The purple skies of Shallacatop were bright with a thousand stars as people hiked across the nine mountains towards the Red Citadel. Everything about the planet was beautiful, and always had been beautiful, but the figure sat in the meadows of the second mountain couldn't appreciate the scenary before him. From here he couldn't see the mirrored waters which bordered the Citadel and led out to the sea, but he had a clear view as the tourists and locals walking in pairs or groups towards the scarlet towers and the distance, and suddenly he felt lonely. The Doctor wished he could have brought Clara with him to the Red Citadel, but the psychic paper had asked him to come alone and after recent events he knew Clara needed time to recover.
Before he had time to start making his way towards the towers, an agonising scream rang through the mountains, coming from the direction of the Citadel, and he was already running towards the source. The TARDIS was sitting behind some foliage on the borders of the third mountain, so he didn't have to worry about it being noticed. By the time he reached the ninth mountain he could see a small crowd had formed around a limp form on the ground.
"Everyone get back!" exclaimed a girl at the front of the crowd, probably no more than sixteen or seventeen years old by human standards, "can't you see that this person needs help?" Her skin was pale, and her hair fell down to her lower back in long strands of dark brown; her eyes were a similar colour and held the warmth and emotion of a human rather than a citizen of Shallacatop.
"Who put you in charge, Sophia?" asked an annoyed onlooker, clearly wanting to get a good look at the body on the floor rather than having to be held back by the girl in front of him.
"I'm not in charge! I'm just the only person who realises that someone's been hurt and that he should do something about it rather than gawp at them".
"Don't worry" the Doctor beamed from the sidelines; he admired the girl called Sophia for being far more understanding than the locals, "I'm a doctor, let me through". He made his way to the person on the floor and began to make the sort of checks that a doctor would make, "erm . . . you do realise this person is dead?"
The crowd gasped in horror and began to talk to each other in frantic whispers, some even ran towards the Citadel and others back across the mountains to inform everyone of what had happened.
"Of course I knew she was dead" Sophie replied indignantly, "I'm not stupid! These people were already on edge after some of them saw this person being attacked; I didn't want to give them more of a reason to start panicking".
"But this is Shallacatop, not exactly the intergalactic centre of zero crime rates, people get murdered here every day". As much as it pained him to say it this was true, despite its beauty and valour Shallacatop had one of the highest crime rates in this galaxy and by now locals had gotten used to finding people murdered in the most unlikely places.
"It's more than that" Sophie said.
"What do you mean?"
"I didn't see the attack, but those who did described the attacker for the rest of us. There are few creatures fouler than the angedes larmes"; her accent was English but she was clearly speaking French.
"That . . . that sounds like-"
"French. I'm human, I grew up in France in the fourty-ninth century-"
"When the two nations divided it's citizens and formed a secondary alliance in preparation for the Sixth Intergalactic War with the Sontarans" which explained why the TARDIS hadn't translated the words; she was from the future but speaking the language of the past.
"You're smart" Sophia sounded genuinely impressed.
"I'm a Doctor".
"But seeing as you didn't react to the name angedes larmes you either don't know the language or don't know the creatures".
"What does it mean" although the Doctor feared he already knew.

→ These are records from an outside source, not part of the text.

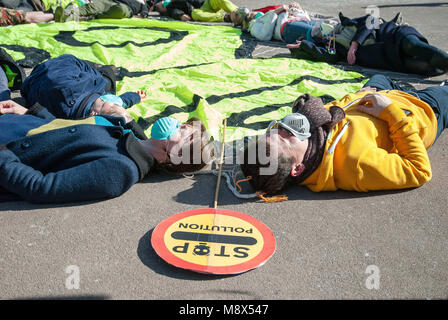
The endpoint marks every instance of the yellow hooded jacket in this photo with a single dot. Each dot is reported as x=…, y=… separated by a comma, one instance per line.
x=365, y=153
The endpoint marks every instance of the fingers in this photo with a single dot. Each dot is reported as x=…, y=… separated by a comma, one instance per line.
x=366, y=109
x=294, y=45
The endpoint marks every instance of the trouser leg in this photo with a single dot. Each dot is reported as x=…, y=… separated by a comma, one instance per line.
x=118, y=11
x=437, y=98
x=382, y=82
x=225, y=5
x=5, y=94
x=414, y=47
x=95, y=8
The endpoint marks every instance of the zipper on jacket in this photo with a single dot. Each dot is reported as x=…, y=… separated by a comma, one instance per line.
x=338, y=137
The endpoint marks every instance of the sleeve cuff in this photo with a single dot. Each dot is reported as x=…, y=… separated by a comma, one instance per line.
x=34, y=109
x=392, y=114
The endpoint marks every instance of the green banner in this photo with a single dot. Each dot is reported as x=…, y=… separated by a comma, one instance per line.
x=187, y=69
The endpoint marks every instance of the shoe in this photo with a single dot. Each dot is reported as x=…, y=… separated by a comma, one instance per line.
x=242, y=15
x=14, y=72
x=398, y=19
x=62, y=15
x=58, y=14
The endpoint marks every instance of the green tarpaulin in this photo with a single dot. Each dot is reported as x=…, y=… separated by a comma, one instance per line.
x=187, y=69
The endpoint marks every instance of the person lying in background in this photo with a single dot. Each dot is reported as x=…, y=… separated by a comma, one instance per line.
x=49, y=160
x=102, y=9
x=177, y=9
x=9, y=17
x=374, y=139
x=391, y=46
x=71, y=88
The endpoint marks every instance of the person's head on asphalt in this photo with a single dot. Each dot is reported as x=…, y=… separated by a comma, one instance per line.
x=292, y=148
x=101, y=107
x=180, y=147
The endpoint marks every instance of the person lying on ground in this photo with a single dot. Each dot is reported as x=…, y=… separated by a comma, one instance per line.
x=14, y=72
x=391, y=46
x=271, y=24
x=177, y=9
x=45, y=159
x=71, y=88
x=375, y=139
x=9, y=17
x=103, y=9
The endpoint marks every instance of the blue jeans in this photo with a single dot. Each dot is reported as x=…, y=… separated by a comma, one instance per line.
x=436, y=97
x=5, y=93
x=297, y=30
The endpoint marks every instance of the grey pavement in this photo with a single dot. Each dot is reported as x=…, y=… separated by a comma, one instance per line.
x=325, y=241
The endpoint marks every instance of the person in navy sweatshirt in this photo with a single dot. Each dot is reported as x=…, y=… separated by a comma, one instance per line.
x=46, y=159
x=71, y=88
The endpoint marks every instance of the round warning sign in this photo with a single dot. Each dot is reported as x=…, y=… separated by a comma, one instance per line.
x=213, y=241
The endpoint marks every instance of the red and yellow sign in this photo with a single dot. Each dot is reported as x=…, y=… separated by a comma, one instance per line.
x=213, y=241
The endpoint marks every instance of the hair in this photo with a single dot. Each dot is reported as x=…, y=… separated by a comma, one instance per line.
x=198, y=141
x=270, y=184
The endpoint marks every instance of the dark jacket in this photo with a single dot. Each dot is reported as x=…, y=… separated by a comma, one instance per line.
x=66, y=86
x=136, y=7
x=79, y=162
x=177, y=8
x=385, y=53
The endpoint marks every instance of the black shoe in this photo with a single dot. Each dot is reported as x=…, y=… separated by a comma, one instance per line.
x=14, y=72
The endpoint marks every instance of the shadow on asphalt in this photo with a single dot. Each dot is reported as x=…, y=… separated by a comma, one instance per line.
x=86, y=297
x=19, y=205
x=149, y=258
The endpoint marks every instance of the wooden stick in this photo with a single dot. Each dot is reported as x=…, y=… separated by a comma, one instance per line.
x=215, y=204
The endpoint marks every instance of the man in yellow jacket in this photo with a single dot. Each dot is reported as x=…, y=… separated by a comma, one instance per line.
x=374, y=139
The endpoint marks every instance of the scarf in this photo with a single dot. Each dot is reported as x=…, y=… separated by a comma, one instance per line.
x=321, y=121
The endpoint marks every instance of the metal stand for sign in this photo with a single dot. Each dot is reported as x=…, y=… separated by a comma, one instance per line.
x=215, y=204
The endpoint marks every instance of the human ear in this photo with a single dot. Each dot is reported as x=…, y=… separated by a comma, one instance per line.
x=297, y=169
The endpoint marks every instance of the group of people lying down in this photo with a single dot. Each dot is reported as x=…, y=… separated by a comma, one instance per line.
x=74, y=140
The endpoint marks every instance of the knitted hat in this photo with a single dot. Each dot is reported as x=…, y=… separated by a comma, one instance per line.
x=318, y=116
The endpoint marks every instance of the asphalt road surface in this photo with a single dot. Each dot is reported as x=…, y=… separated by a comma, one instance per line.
x=327, y=242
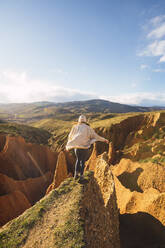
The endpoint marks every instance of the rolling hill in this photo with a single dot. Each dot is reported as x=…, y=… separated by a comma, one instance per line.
x=29, y=112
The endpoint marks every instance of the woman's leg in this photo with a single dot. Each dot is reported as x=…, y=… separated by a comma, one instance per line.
x=84, y=157
x=77, y=164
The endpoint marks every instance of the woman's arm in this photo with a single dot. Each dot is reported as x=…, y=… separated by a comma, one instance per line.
x=97, y=137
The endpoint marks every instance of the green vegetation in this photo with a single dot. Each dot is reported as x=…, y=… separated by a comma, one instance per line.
x=68, y=234
x=30, y=134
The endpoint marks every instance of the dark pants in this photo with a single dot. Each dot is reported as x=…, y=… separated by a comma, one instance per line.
x=81, y=156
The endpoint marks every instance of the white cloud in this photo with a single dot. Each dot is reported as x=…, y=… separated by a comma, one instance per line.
x=156, y=48
x=139, y=98
x=158, y=32
x=19, y=87
x=157, y=20
x=159, y=70
x=144, y=66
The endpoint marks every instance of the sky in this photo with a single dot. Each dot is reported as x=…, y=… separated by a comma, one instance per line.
x=67, y=50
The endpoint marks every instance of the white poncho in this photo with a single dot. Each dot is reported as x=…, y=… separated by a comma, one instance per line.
x=82, y=136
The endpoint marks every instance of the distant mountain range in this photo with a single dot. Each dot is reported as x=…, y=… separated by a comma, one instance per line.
x=40, y=110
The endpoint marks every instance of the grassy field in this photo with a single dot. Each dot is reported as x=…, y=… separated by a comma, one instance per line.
x=30, y=134
x=65, y=229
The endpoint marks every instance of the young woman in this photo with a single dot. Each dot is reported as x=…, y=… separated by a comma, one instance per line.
x=80, y=138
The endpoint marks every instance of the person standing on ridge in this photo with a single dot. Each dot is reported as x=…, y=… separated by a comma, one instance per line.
x=80, y=138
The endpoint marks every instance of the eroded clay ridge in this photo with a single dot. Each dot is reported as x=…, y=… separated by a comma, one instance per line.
x=26, y=170
x=76, y=214
x=129, y=131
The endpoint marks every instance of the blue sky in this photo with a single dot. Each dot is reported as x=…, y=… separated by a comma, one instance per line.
x=65, y=50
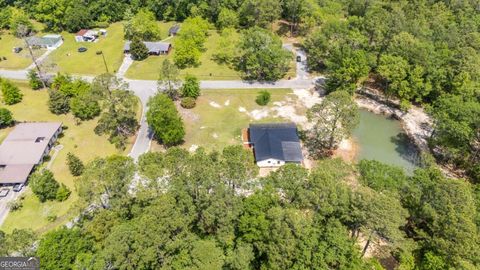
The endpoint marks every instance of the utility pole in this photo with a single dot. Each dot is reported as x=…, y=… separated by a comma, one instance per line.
x=23, y=31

"It's ancient French, meaning angel of tears".
His hearts stopped at the words. If the weeping angels were in Shallacatop then everyone on the planet was in danger, but far worse than that was that the Doctor would stop at nothing to kill every last one of them. "So you know of them then?"
"I have enountered and destroyed them so many times now. The last time I saw them they took something from me that I will never see again no matter how much I want to, and for that I will hunt them down and destroy them". Sophia was suddenly scared at the Doctor's vengeful attitude towards the weeping angels, but the stories she had heard about them suggested that his attitude was entirely justified.
"That's strange".
"What is?"
"The woman in the Citadel said almost the exact same thing. What did you say your name was again?"
"The Doctor"
"Doctor Who?"
"Isn't that a question. Who is the woman in the Citadel?"
"She never told me her name. But she said she needed to contact the Doctor to help get rid of the angels, and that she had personal business with them after they took something from her that she was sad to lose".
"Wait, I thought you were the one who contacted me!"
"But I don't even know you!"
"But you found the vict-"
"She did say something else, a message she wanted me to pass on to The Doctor if I found him on the mountains, although I never really thought about it before".
"What was the message?"
"Hello Sweetie"; the Doctor was already halfway to the Citadel before Sophia realised he had gone. The Doctor ran across the ninth mountain and towards with tower with three things on his mind, one; the weeping angels would be destroyed once and for all even if it meant his life, two; he never thought he would see the woman in the Citadel ever again and so didn't need to think twice about why the tears were running down his cheeks and why there was a smile on his face, and three; Sophia seemed eerily familiar but he didn't know why and was afraid he would find out soon.